There There is set in contemporary Oakland, and confronts some of the ethical and ideological issues facing present-day America. Daniel Gonzales’s whirring drone, present in the background of several crucial moments in the novel, as well as Orvil, Loother, and Lony’s reliance on their phones and on the internet for access to social media and websites about Native history and culture show the ways in which technology brings people together. However, Edwin Black’s crippling internet addiction shows how forces meant to connect people can actually be painfully isolating. The novel also makes reference to the real-life occupation of Alcatraz Island. From November 20, 1969, to June 11, 1971, the Native American group Indians of All Tribes (IOAT) led a protest in the form of an occupation, which helped establish a precedent for Indian Activism and push back on federal Indian Termination Policies, which were designed to erase Native culture by assimilating Native Americans into white society.

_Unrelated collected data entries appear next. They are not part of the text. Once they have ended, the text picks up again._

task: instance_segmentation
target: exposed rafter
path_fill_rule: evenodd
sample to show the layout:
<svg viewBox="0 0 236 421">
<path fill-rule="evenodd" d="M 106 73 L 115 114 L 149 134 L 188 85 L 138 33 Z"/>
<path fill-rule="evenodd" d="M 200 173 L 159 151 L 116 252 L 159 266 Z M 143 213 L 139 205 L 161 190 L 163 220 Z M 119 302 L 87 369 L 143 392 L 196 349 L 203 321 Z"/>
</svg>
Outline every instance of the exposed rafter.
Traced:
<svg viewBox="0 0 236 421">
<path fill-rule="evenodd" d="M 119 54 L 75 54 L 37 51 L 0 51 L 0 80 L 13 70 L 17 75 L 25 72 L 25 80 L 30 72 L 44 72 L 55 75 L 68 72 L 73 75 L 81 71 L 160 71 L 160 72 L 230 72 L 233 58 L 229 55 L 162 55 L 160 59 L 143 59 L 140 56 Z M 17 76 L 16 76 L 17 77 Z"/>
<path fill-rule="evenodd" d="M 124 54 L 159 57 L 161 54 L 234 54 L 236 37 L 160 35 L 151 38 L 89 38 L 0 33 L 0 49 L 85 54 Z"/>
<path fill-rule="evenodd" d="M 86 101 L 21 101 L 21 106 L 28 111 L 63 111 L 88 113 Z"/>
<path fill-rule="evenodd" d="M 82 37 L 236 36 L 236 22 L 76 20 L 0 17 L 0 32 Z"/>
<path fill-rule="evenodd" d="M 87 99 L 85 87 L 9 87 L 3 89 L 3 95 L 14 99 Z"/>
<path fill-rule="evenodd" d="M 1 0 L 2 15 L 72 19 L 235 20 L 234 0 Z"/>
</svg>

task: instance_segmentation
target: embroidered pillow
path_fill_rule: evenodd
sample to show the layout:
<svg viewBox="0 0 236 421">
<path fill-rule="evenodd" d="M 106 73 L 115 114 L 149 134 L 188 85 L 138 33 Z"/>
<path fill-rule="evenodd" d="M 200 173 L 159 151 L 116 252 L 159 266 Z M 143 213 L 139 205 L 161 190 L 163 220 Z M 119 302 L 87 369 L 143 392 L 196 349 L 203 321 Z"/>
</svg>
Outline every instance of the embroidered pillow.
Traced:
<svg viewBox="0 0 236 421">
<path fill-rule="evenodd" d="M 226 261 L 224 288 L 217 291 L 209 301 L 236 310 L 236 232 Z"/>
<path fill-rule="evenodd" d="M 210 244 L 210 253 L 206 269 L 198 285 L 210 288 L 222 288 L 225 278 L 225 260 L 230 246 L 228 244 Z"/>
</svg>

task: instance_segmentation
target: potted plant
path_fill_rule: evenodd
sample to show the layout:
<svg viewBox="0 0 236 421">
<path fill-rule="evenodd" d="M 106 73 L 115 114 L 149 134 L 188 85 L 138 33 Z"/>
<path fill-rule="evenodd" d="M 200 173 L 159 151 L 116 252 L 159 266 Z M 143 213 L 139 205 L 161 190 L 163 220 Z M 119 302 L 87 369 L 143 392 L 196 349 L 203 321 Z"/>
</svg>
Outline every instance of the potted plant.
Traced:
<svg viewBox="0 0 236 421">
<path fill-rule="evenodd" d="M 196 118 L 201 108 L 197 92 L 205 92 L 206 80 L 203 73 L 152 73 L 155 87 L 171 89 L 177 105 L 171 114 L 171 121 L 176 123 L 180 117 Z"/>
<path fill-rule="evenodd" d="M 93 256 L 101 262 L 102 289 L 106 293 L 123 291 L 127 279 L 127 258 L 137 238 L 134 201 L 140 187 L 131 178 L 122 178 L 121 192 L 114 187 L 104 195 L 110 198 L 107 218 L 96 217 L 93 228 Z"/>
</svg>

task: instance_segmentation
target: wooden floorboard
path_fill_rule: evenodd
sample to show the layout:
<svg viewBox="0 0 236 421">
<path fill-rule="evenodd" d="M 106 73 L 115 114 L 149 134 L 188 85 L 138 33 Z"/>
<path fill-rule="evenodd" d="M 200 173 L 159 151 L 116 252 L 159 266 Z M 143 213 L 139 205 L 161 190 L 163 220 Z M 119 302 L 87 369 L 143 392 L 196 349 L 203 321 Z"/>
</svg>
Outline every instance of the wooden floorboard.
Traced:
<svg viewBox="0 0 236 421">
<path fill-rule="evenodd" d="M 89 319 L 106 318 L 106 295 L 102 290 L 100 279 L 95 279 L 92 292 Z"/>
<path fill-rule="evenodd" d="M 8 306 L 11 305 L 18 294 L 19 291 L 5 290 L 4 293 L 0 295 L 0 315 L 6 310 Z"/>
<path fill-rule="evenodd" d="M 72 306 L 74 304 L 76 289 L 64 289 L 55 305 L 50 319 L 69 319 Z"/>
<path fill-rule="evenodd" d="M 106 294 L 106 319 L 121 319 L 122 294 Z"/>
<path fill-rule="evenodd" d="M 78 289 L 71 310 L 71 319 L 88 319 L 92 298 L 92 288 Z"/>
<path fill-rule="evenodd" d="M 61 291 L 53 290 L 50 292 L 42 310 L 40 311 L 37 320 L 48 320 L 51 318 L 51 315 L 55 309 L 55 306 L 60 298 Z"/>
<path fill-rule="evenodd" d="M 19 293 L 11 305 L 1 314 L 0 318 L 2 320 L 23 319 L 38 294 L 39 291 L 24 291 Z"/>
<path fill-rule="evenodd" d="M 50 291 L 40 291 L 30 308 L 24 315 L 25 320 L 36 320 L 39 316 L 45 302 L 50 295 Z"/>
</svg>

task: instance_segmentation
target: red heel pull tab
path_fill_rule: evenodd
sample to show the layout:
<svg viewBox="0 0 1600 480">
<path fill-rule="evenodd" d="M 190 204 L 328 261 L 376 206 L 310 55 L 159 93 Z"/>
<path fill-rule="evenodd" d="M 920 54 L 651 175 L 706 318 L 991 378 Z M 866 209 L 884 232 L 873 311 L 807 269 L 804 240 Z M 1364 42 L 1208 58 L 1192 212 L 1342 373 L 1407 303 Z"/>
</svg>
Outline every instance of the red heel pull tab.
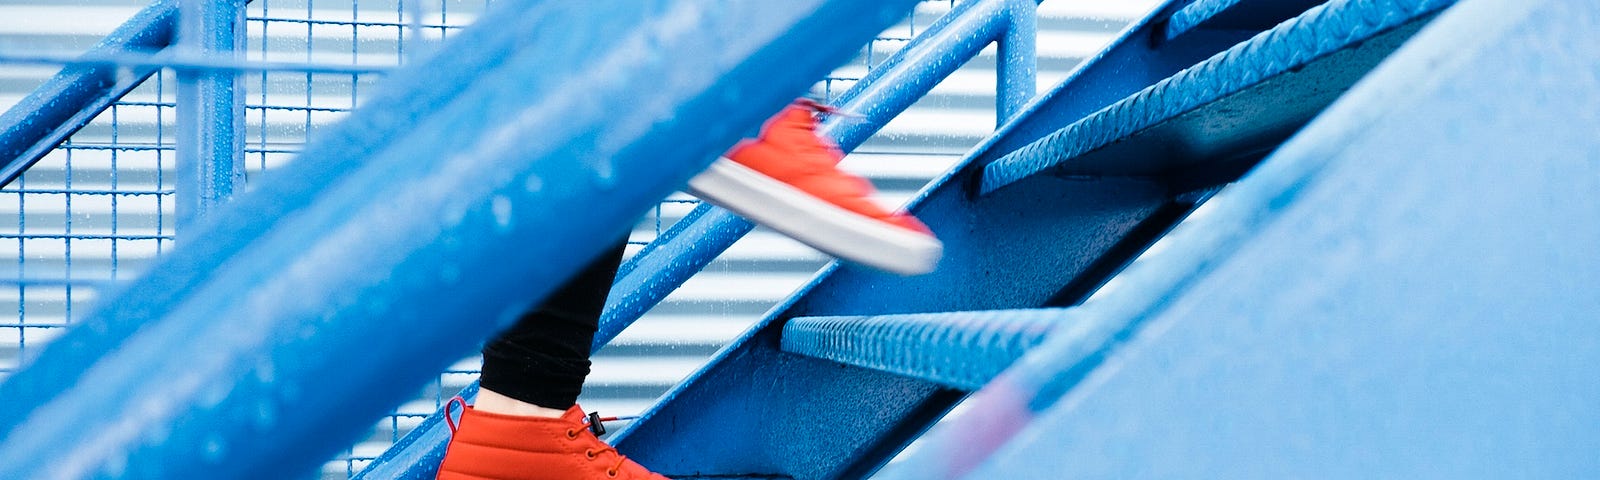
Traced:
<svg viewBox="0 0 1600 480">
<path fill-rule="evenodd" d="M 455 435 L 456 429 L 461 428 L 461 424 L 456 423 L 456 419 L 450 417 L 450 407 L 453 407 L 458 403 L 461 404 L 461 412 L 466 413 L 467 399 L 461 398 L 460 395 L 456 395 L 455 397 L 451 398 L 450 401 L 445 402 L 444 404 L 444 423 L 450 426 L 451 435 Z"/>
</svg>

Other Books Related to There There

Tommy Orange himself has cited the work of Native poet Layli Long Soldier (author of Whereas) and his IAIA classmate Terese Mailhot (Heart Berries) as contemporary inspirations, but his work has drawn comparisons to the writing of celebrated novelist Louise Erdrich (Love Medicine, The Round House) and controversial but canonical Spokane writer Sherman Alexie (The Lone Ranger and Tonto Fistfight in Heaven, The Absolutely True Diary of a Part-Time Indian). The interconnected segments of There There, and the ways in which they build to a larger climax, are reminiscent of great novels-in-stories such as Olive Kitteridge by Elizabeth Strout and A Visit from the Goon Squad by Jennifer Egan. The title of There There comes from a comment from the Modernist writer Gertrude Stein, who upon returning to her childhood home of Oakland after many years and finding it much changes, wrote: "There is no there there." Tommy Orange has commented that the quote spoke to him in terms of "the idea of having a place that is yours—land that you have a relationship to—then being removed and what that does to you, as a Native experience."
Key Facts about There There
  • Full Title: There There
  • When Written: 2010-2016
  • Where Written: Oakland, California
  • When Published: 2018
  • Literary Period: Contemporary, Postmodern
  • Genre: Fiction
  • Setting: Oakland, CA
  • Climax: Tony Loneman, Octavio Gomez, Calvin Johnson, and two others rob the Big Oakland Powwow—but when the job goes wrong, a shootout ensues, claiming the lives of several of the novel’s Native characters who have gathered at the powwow to connect and celebrate their heritage.
  • Point of View: First, second, and third person

Extra Credit for There There

Long Haul. Tommy Orange got the idea for the book that would become There There in 2010. He spent the next six years developing his characters and finding ways to make their paths converge around the fictional Big Oakland Powwow.